ISCHIA (Napoli)
Ischia è un’isola del Mar Tirreno, posta all’estremità settentrionale del golfo di Napoli e a poca distanza dalle isole di Procida e Vivara. Appartiene al gruppo delle isole flegree.
Il rilievo più elevato è rappresentato dal monte Epomeo, alto 787 metri e situato nel centro dell’isola. Quest’ultimo non è un vulcano ma il risultato del sollevamento di rocce vulcaniche avvenuto negli ultimi 30.000 anni. L’attività vulcanica ad Ischia è stata generalmente caratterizzata da eruzioni non molto consistenti e a grande distanza di tempo. Dopo le eruzioni in epoca greca e romana, l’ultima è avvenuta nel 1301 nel settore orientale dell’isola con una breve colata (Arso) giunta fino al mare.
Storia
L’isola d’Ischia era abitata fin dal Neolitico, come dimostrano i vari reperti ritrovati ad esempio sulle alture di Punta Imperatore, nella frazione di Panza, nella zona S-O dell’isola.

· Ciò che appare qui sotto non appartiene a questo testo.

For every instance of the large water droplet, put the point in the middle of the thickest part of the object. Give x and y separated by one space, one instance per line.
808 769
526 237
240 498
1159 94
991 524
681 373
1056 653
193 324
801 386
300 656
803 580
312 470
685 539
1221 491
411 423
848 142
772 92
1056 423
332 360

Il ritrovamento fortuito di muri a secco, avvenuto nel 1989 a seguito di uno smottamento, in località Punta Chiarito,avvenuto sempre nella frazione di Panza, ha dato l’avvio tra il 1993 ed il 1995 ai lavori di scavo che hanno permesso il ritrovamento di una fattoria greca tenuta da agricoltori benestanti, come dimostra la buona fattura dei vasi che sono stati rinvenuti ed ha permesso di anticipare lo sbarco dei primi coloni greci di circa venti anni rispetto all’originaria ipotesi, cioè intorno al 790, 780 a.C. Inizialmente, si riteneva, infatti, che lo sbarco fosse avvenuto proprio a Monte Vico, oggi nel comune di Lacco Ameno, dove i coloni arrivati da Eretria e Chalkis nell’ VIII secolo a.C., avrebbero stabilito un emporio per il commercio con gli Etruschi della terraferma.

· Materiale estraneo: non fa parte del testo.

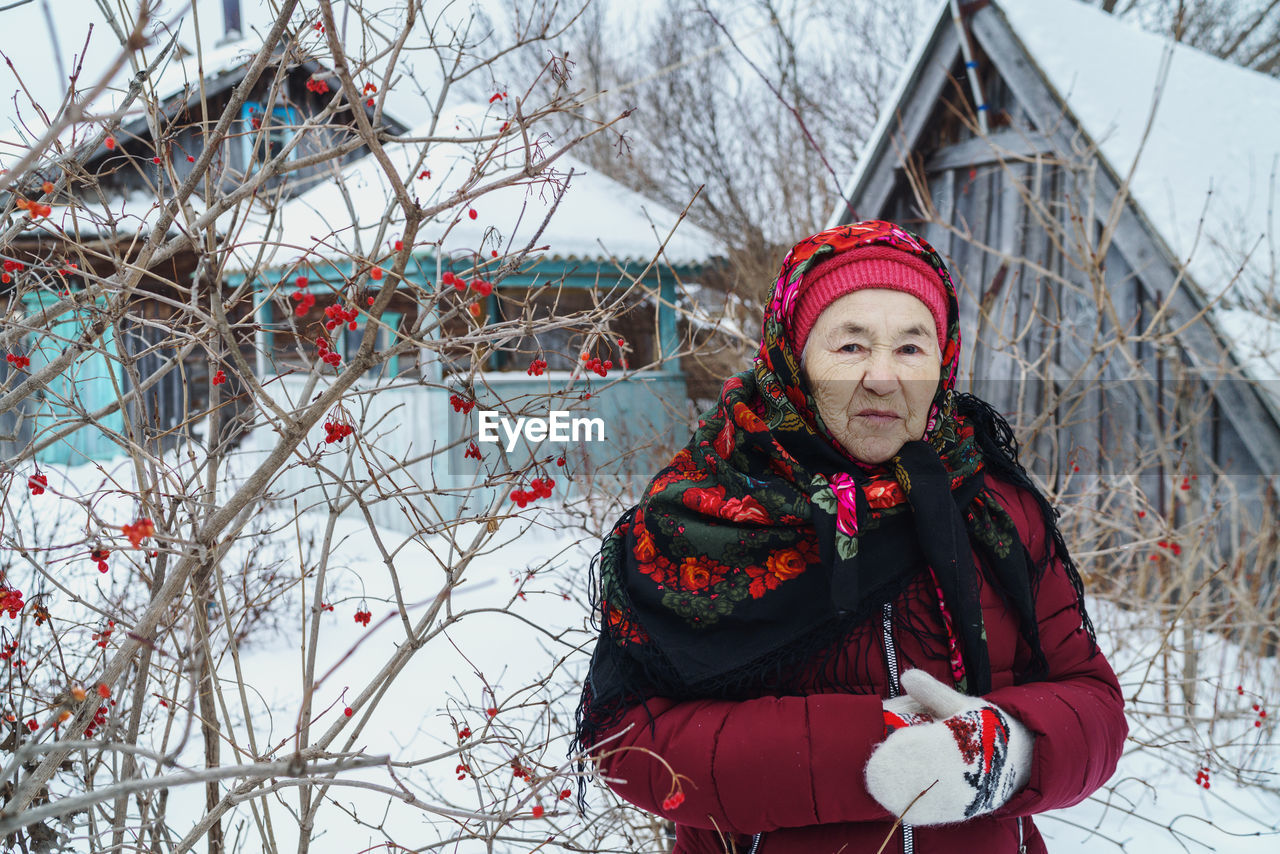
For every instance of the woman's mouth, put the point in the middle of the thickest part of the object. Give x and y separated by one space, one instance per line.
878 418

Grazie agli scavi del 1993, si è capito oggi che in realtà, i primi coloni si stabilirono a S-O dell’isola, sulle alture di Punta Chiarito,a Panza, frazione del comune di Forio. La baia di Sorgeto, che si trova ai piedi di Punta Chiarito, offre un riparo ideale per le navi, soprattutto dai venti di scirocco, un requisito importante per i Greci, nella scelta di un approdo. Tale requisito, infatti, non è presente nella zona di Monte Vico e costituiva per gli studiosi una non facilmente spiegabile anomalia.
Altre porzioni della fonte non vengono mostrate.